The first is Penfold’s Bin 28 Shiraz from South Australia, Australia. The second is a Catena Malbec from Mendoza, Argentina. Although these regions are thousands of miles apart, they are nearly at the same latitude of ~33°S and 35°S. For comparison, the Ancient Peaks vineyard from the first newsletter is around 35°N, nearly the same distance north of the equator that this week’s wines are south of the equator. Interesting, right?

We should also remember that seasons in the Southern Hemisphere are reversed, so the growing season is closer to October-April instead of April-October like we had in California previously.

South Australia, Australia

For the first wine, we’ll travel just northeast of Adelaide, the capitol city of South Australia. There lies the Barossa Valley.

This wine is the 2018 vintage of Penfold’s Bin 28 Shiraz. I’ll level with you - I’ve been a sucker for Australian shiraz ever since I spent nearly two weeks there for a conference during my grad school days and drank a tremendous amount of it. So it should come as no surprise that I loved this wine - deep red, strong jam on the nose, low tannin but high alcohol mouthfeel. Absolutely perfect. 

This was a 2018 vintage, so the growing season would have begun in October of 2017, around the same time as La Niña. To first order, it’s not hard to imagine what the weather is like during La Niña events over Australia, since the water around Indonesia is, by definition warm, which results in increased rainfall.

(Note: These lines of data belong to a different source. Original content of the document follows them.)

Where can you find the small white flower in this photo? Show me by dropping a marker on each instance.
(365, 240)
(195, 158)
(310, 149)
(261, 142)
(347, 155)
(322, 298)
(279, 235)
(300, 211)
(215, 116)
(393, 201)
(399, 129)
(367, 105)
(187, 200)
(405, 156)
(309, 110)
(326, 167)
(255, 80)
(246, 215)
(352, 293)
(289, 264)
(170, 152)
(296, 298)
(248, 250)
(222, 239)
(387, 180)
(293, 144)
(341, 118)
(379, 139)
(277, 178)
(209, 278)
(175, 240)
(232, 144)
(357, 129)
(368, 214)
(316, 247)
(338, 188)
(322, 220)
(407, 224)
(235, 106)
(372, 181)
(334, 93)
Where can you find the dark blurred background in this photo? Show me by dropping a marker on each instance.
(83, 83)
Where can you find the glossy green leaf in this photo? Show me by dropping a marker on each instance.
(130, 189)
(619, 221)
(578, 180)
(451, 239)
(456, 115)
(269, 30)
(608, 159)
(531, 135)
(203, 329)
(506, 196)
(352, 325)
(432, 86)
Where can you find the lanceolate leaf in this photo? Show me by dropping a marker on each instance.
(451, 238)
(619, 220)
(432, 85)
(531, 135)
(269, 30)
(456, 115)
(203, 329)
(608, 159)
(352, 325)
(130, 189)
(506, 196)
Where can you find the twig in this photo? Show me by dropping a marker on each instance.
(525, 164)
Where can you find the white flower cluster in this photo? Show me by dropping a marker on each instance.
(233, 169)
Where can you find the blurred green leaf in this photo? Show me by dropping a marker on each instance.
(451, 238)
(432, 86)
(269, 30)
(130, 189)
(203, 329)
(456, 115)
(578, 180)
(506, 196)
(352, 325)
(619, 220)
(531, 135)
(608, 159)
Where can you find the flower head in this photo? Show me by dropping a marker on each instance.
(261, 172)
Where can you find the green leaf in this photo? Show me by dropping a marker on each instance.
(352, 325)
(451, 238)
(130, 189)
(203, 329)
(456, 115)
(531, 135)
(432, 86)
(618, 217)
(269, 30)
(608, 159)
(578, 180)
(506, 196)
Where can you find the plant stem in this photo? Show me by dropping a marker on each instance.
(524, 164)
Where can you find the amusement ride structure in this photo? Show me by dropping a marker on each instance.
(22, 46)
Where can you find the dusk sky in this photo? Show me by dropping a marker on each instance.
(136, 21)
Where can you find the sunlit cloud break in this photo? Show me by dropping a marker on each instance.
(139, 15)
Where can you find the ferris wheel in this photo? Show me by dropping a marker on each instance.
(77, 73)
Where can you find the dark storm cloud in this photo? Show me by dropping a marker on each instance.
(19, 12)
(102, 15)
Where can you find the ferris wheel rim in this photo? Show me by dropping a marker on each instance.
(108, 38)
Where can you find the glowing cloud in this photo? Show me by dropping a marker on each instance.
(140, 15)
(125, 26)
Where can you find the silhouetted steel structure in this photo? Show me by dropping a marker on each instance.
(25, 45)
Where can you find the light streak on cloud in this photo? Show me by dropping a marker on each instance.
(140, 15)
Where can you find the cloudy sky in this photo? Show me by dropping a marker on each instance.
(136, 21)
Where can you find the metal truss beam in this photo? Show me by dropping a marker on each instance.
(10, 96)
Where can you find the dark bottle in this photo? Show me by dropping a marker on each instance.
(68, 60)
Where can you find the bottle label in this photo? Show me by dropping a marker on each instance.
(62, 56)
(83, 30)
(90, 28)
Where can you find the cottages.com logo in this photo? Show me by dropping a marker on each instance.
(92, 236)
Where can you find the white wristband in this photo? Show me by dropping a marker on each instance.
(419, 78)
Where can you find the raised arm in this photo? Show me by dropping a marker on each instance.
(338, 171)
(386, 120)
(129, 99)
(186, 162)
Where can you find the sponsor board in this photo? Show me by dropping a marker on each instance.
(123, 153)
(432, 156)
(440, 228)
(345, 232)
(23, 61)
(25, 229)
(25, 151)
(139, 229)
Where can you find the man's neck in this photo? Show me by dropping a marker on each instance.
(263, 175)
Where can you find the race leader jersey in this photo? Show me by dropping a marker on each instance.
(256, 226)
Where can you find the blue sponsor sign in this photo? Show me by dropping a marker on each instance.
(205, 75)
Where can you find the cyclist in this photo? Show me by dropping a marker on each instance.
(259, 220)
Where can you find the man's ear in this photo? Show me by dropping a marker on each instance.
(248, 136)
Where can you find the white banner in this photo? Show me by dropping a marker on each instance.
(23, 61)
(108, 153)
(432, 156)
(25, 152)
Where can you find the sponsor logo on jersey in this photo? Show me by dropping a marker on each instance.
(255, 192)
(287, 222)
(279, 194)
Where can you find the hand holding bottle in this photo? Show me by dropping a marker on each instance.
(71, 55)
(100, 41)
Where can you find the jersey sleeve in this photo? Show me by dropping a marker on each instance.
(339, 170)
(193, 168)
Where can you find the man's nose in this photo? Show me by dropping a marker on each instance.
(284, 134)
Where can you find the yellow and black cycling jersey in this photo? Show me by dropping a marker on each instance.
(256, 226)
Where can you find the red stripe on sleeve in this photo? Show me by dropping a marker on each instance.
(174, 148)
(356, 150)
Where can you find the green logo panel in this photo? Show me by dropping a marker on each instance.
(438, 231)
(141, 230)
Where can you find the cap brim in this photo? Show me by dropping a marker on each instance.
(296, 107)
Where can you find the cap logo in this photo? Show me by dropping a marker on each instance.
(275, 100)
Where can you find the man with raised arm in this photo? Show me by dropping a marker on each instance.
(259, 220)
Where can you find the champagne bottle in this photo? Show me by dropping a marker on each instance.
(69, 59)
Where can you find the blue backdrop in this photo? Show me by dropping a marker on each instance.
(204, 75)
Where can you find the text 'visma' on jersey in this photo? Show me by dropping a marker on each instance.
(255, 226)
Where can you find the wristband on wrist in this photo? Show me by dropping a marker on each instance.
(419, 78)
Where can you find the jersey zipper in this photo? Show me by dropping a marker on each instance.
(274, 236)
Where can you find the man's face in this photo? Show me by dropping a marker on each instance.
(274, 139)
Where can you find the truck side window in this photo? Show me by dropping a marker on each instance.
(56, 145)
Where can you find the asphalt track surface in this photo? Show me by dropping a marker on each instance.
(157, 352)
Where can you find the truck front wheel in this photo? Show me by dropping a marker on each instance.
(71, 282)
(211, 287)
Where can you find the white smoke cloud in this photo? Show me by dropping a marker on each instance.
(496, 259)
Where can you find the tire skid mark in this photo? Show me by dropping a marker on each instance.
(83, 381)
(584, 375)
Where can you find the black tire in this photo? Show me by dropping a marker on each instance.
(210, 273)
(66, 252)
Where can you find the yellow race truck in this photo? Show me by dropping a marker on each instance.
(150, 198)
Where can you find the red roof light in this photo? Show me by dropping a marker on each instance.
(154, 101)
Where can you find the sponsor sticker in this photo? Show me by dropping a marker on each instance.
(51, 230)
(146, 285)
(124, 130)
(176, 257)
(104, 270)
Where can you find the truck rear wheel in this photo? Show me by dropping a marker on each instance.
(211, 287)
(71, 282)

As expected, our area of interest was on average warmer than normal (left map) during the spring and summer. However, the rainfall was slightly less than normal (right map). As we mentioned earlier, past La Niña conditions do not guarantee future conditions. Although it led to reduced yields compared to 2017’s season (which was quite a bit wetter), the grapes didn’t bloat up with extra water, which typically dilutes their sugar content and makes for worse wine.

Mendoza, Argentina

The 2018 Catena Malbec is actually a blend of Malbec grapes from 3 different vineyards around the Mendoza region.

La Niña summers in Argentina aren’t quite as predictable as in other places since La Niña has its strongest remote impacts in the winter hemisphere. The north/south temperature gradient is strongest during the winter, which provides a mechanism for the atmosphere to “pluck” the jet stream.

Summers tend to be slightly warmer around Mendoza during La Niña and there isn’t a strong rainfall relationship to speak of. The 2017-2018 growing season was pretty normal throughout Argentina. There wasn’t too much rain and temperatures were cool and consistent. In fact, this season was heralded as one of the best growing seasons in years, largely because of these typical conditions.